‘Families tend to defer bills to pay for Communion’

Cash-strapped families will put off paying bills to cover the cost of their children’s First Holy Communion a charity has warned, after the Government confirmed that a grant for “religious ceremonies” is to be axed.

‘Families tend to defer bills to pay for Communion’

Jim Walsh of St Vincent de Paul (SVP), said it was still too early to see how the cut would impact on needy families, but said some would inevitably run into financial difficulty.

“A lot of people tend to defer paying bills so they can pay for their children’s First Communion and Confirmation. It is later on when they run into financial difficulties they come to us or go to the Money Advice and Budgeting Service [MABS] looking for help,” he said.

The SVP spokesman said the charity understood the desire of parents to have a special day for their children but their advice was to take a modest approach; try and limit spending as much as possible; and above all, avoid using moneylenders.

Michael Culloty of MABS added: “Parents should really try and keep within their budget so that they don’t leave the celebration with a bad aftertaste that lasts for quite a long time.”

However, Taoiseach Enda Kenny defended the cut, saying people should return to basic values and have a more “simple” approach to First Holy Communion.

“The Pope himself has said that we need to be far more simple in the way that the Catholic Church does its business,” he said.

Joan Burton, the social protection minister, who defended her decision to cut the payment, said some parish priests had voiced concerns about over-spending by some parents on the non-spiritual side of the celebration.

She also urged parents to shop around for outfits: “You don’t need a very expensive dress to celebrate Holy Communion.”

Over the last 18 months, the payment has been cut from an average of €242 to a maximum of €110, before it was cut altogether following a review.

The review recommended grants be paid in response to financial need rather than for an event or occasion.

In 2011, the Government paid over €3.4m in Communion and Confirmation grants to more than 14,000 families, while in 2012 the payments were cut back to €1.49m for 12,500 families.
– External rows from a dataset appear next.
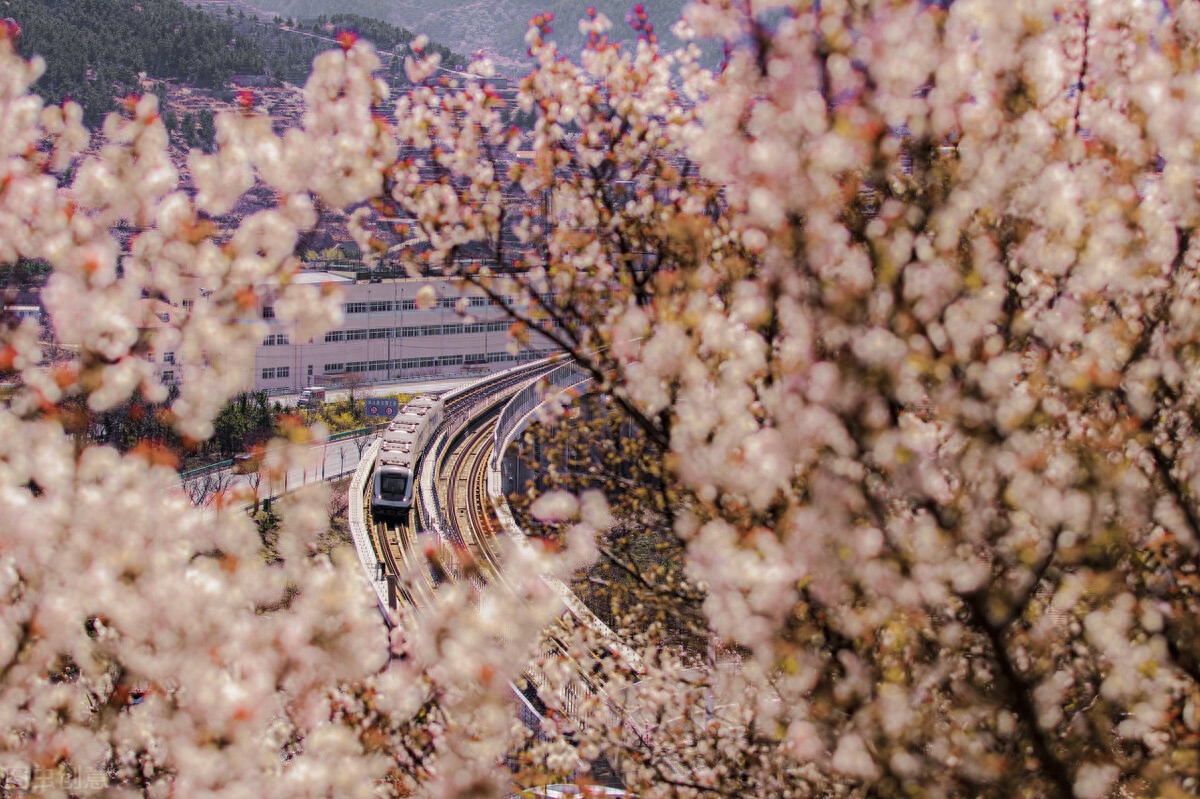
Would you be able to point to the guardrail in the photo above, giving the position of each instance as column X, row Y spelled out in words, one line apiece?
column 516, row 414
column 433, row 518
column 515, row 418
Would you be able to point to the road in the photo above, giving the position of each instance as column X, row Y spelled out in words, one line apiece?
column 437, row 385
column 328, row 461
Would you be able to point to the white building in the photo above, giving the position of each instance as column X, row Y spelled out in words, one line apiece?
column 384, row 336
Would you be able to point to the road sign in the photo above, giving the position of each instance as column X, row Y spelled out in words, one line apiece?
column 383, row 408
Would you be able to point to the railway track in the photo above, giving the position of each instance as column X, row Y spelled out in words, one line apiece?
column 466, row 493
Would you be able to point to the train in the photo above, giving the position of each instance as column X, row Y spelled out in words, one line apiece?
column 395, row 474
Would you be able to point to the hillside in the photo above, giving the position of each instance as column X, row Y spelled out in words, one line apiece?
column 496, row 26
column 94, row 49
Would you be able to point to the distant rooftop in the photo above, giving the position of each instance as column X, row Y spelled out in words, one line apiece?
column 315, row 276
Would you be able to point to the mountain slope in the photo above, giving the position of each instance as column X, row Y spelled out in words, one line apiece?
column 495, row 26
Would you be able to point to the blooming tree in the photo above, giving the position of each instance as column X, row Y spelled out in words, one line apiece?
column 901, row 302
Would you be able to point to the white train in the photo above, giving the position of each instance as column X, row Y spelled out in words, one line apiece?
column 395, row 476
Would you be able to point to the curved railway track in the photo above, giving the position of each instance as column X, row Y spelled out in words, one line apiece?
column 466, row 493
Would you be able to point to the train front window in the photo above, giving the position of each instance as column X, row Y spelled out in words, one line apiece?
column 393, row 486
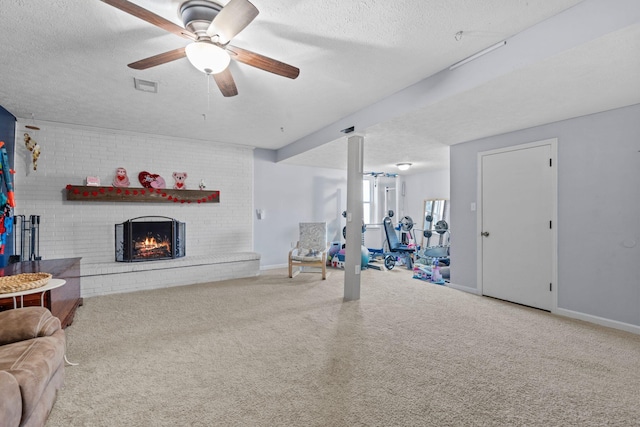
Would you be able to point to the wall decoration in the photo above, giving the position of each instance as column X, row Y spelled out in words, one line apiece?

The National Parents Council Primary has been helping a growing number of parent groups reduce the costs by organising post- Communion parties in schools.

“As well as saving the cost of bringing the extended family to a hotel for a meal, the post-Communion parties allow the children to play with their friends, which, quite often, is what they prefer to do,” said Áine Lynch of the council.

Oxfam said Communion dresses start at just €15 in their charity shops.

Oxfam Ireland manager, Anne L’Henoret, said their pre-worn dresses were in mint condition and the most expensive was priced €35. .

Costly day

* Families spent on average about €744 last year on their children’s First Communion.

* €179 on the outfit and accessories.

* €176 on clothing for the rest of the family.

* €303 on food and drink

* €86 on entertainment

* The Ulster Bank survey found eight out of 10 families used savings to pay for the celebration while one in 10 relied on help from friends or family to cover the cost.

* 9% borrowed money and the average loan taken out was €343.